Kenya politics: Quick View - Supreme Court nullifies presidential election

Content Type
Country Data and Maps
Institution
Economist Intelligence Unit
Abstract
No abstract is available.
Topic
Politics, News Analysis, Forecast, Election watch
Political Geography
Kenya

Event

In a landmark ruling on September 1st, Kenya's Supreme Court nullified the result of the August 8th presidential election and ordered a re-run, citing irregularities in the vote-counting and transmission process, alongside other alleged failings by the Independent Electoral and Boundaries Commission (IEBC).

Analysis

The court's verdict, by a 4-2 majority, vindicates a legal challenge launched by the opposition National Super Alliance (Nasa) and its defeated presidential candidate, Raila Odinga, to the presidential election result, in which the IEBC declared the incumbent, Uhuru Kenyatta (Jubilee Party), the winner, by a margin of 54.2% to 44.9%. The chief justice, David Maraga, said that the election was "not conducted in accordance with the constitution and the applicable law", making the results "invalid, null and void"; a fresh contest must be held within 60 days, as mandated in the constitution. Full details will appear in a longer judgement from the court (within 21 days), although the IEBC's failings were made clear during the hearings, when it failed to comply with several legal orders to allow the opposition access to its computer systems.

The ruling inevitably extends the period of uncertainty surrounding the election, which may dampen business activity. However, more positively, it strengthens the rule of law and underlines the supremacy of the constitution, with positive implications for Kenya's longer-term democratic deepening. The short-term challenges are nonetheless substantial, not least because of the commission's tarnished reputation and need to ensure that the re-run is not tainted by further fraud.

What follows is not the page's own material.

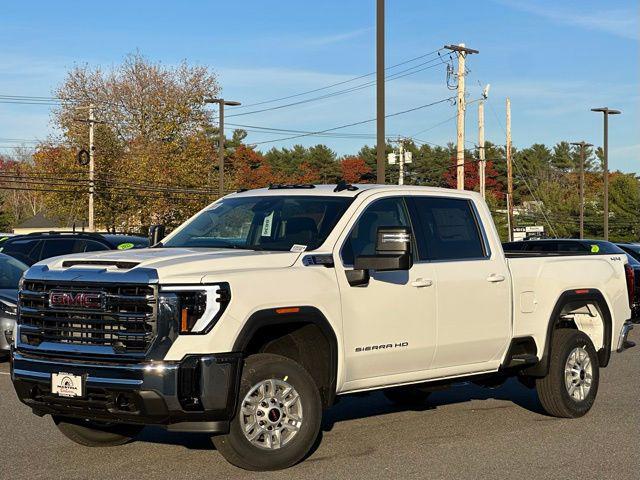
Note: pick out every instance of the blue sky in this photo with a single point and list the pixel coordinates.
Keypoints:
(554, 59)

This poses a dilemma, because the IEBC has a constitutionally mandated role, but there is insufficient time to install new commissioners.

The ruling applies only to the presidential election, but evidence of fraud could also spark legal petitions by losing candidates in the parliamentary and county governor elections. Predicting the outcome of the re-run is tricky, as the precise impact of fraud on the results is difficult to ascertain at present. Mr Kenyatta could therefore win a re-run and secure a second term, but the evidence of manipulation and the court ruling will dent his credibility, making a victory for Mr Odinga more likely.